Report Synopsis
Are we making the right investments?
With the global population set to rise from 8.2 billion in 2024 to 9.7 billion in 2050, world governments face an overwhelming dilemma: how to feed the future without putting an irreparable strain on our planet’s already overburdened soils and oceans?
Our food system needs to be part of the solution to climate change while also meeting the challenge of feeding a growing population in a way that is sustainable for the planet. This can only be achieved through the adoption of new technologies and changes in business practices.
Global investment in AgriTech was $15.6 billion in 2023, accounting for 5.5% of all venture capital investment in that year (down from the height of $51.7 billion in 2021). Investors are continuing to invest in this sector because it represents a new approach to tackling climate change and the market potential is nearly limitless precisely because our appetites are, too. This allows entrepreneurs to have a profound impact on agriculture and the food system by ensuring they have the necessary finance to develop new business models and reshape production, consumption, transportation and delivery systems.
This project explores and evaluates the AgriTech vision of investors (the providers of finance), entrepreneurs (those who seek-and-solve), and policymakers (those who guide and regulate the industry) and considers: Are we all heading in the same direction?
Because of its expertise in a cross-section of technologies and disciplines, from sensors, AI and big data, to robotics, the USA has found itself to be at the forefront of AgriTech and the home to many start-ups in this field. Europe can also claim to have AgriTech champions. For example, Italy has successfully incorporated blockchain into its agricultural system. Because of this, the countries visited included USA, United Kingdom, Republic of Ireland, France, Italy, and Spain.
The investment argument for AgriTech is multifaceted. It is anticipated that second out of 10 people will live in cities by 2050, with an increased middle-class society. Middle-class people generally have healthier diets with more fresh fruits and vegetables.

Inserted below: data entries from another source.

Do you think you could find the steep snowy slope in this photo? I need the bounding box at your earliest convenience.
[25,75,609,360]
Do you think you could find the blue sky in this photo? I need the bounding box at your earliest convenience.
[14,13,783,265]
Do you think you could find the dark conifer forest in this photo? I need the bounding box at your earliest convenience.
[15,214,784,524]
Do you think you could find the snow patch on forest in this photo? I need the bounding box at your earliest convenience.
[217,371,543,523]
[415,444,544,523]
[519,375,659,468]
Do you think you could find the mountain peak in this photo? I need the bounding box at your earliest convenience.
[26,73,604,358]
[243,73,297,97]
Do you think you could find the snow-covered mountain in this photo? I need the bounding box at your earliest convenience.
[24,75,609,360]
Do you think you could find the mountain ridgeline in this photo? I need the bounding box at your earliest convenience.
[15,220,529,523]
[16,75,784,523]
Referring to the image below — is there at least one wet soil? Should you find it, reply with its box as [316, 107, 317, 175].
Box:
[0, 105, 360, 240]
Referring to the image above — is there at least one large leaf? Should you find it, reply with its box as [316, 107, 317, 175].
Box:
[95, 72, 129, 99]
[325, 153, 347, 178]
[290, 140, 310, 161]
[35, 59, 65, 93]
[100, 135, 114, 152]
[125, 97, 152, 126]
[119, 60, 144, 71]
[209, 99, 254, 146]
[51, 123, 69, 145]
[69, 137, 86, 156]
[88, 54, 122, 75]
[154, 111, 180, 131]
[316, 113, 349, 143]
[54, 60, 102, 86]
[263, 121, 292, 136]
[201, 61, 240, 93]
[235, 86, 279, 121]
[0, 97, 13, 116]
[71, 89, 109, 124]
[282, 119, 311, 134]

The cost of traditional agriculture is becoming more expensive (when taking into account, for example, climate change, soil health, complex supply chains and water consumption). The $15.6bn of investment needs to have a direct impact on traditional farming methods to help tackle these costs.
Outputs of this study showed that alternative metrics are required, such as ‘return on energy’ or ‘environmental efficiency’, for technology investment decisions in traditional agriculture. Such measures will ensure the allocation of finance to support those technologies that will allow farmers to reduce their impact on the planet. The development of such technologies will need to be supported by the government which has the capacity to make investment decisions not based on financial returns alone. Further, traditional agriculture needs to learn and adopt the technologies from farming in controlled environment systems. While it is not possible to control all the elements of traditional agriculture, it is possible to measure each aspect and modify farming practices accordingly.